Setelah menjabat Gubernur DKI Jakarta, hampir saban hari Joko Widodo dengan nick name Jokowi menghiasi media massa. Hal ini lumrah apabila dilihat dari wilayah yang dipimpinnya. Menjadi pemimpin di ibukota negara berpeluang lebih besar untuk mendapatkan peliputan terkait sepak terjangnya. Namun, Jokowi dalam ekspos media massa harus diakui tak melulu karena faktor tersebut. Kita bisa bandingkan dengan gubernur DKI Jakarta sebelumnya yang relatif kalah tenar daripada Jokowi.

Dengan latar sebuah tembang dandanggula Semut Ireng Anak-anak Sapi, buku ini mencoba mendedah fenomena Jokowi. Memang buku ini bukan buku pertama yang memprofilkan Jokowi, sebelumnya telah ada buku-buku lainnya. Dengan alasan itulah, penulis buku mencoba mengambil angle berbeda. Kalau diartikan secara harfiah, “Semut Ireng Anak-anak Sapi” adalah semut hitam beranak sapi. Mana mungkin semut hitam memiliki anak sapi? Itu mustahil terjadi, namun potensial terjadi apabila tiba waktunya. 

Sebuah tembang biasanya mengandung perlambang, isyarat, atau makna tak kasat mata. Semut ireng atau semut hitam melambangkan rakyat kecil yang hidup dalam semangat gotong royong, sedangkan sapi merupakan perlambang binatang terhormat, mulia, atau merupakan hewan peliharaan atau kecintaan para bangsawan. Dengan demikian, sapi mencerminkan kaum elit atau menengah ke atas. 

Dijelaskan penulis buku, bahwa semut ireng, representasi dari rakyat kecil yang mampu secara independen tanpa dipengaruhi politik uang akhirnya berhasil menciptakan pemimpin baru yang direpresentasikan melalui sosok Jokowi. Semut hitam benar-benar melahirkan anak sapi. Rakyat jelata melahirkan pemimpin yang mereka idam-idamkan dari kelas mereka sendiri yang kemudian terangkat sebagai kalangan petinggi yang disimbolkan seekor sapi atau lembu (halaman 4-8).
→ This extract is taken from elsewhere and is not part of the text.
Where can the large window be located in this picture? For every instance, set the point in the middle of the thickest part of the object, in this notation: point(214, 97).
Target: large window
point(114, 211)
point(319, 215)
Tanpa harus mendramatisir kehidupan masa kecil Jokowi, orangtua Jokowi termasuk kalangan keluarga kelas bawah. Dunia masa kecil Jokowi adalah dunia yang keras, penuh disiplin dan kerja keras untuk bisa survive. Orangtua Jokowi, Notomiharjo dan Sujiatmi, Jokowi dan ketiga adik perempuannya hidup sederhana. Untuk menafkahi istri dan keempat anaknya, Notomiharjo bekerja sebagai tukang kayu. Mulanya bertempat tinggal nomaden, berpindah-pindah tempat kontrakan. Perpindahan mereka pun masih di sekitar bantaran sungai, seperti bantaran Sungai Premulung di bilangan Dawung Kidul, Sungai Pepe di daerah Munggung serta Sungai Kalianyar di Gilingan.

Kalau semut ireng juga melambangkan spirit entrepreneurship, Jokowi bisa dikatakan tumbuh dan berkembang jiwa kewirausahaannya dalam dunia tukang kayu. Ketika tamat SMA dan melanjutkan pendidikan di Fakultas Kehutanan UGM Yogyakarta, Jokowi mengambil jurusan Teknologi Kayu. Hal itu boleh jadi sebagai kristalisasi dari pergulatan hidupnya di lingkungan keluarga tukang kayu. Kakek Jokowi adalah tukang kayu, paman Jokowi dari keluarga ibunya pun tukang kayu. Tentu pula, ayah Jokowi yang juga sebagai tukang kayu akhirnya turut merangkum obsesinya untuk lebih serius menekuni dunia tukang kayu secara lebih profesional dengan basis pengetahuan dan teknologi lebih tinggi. 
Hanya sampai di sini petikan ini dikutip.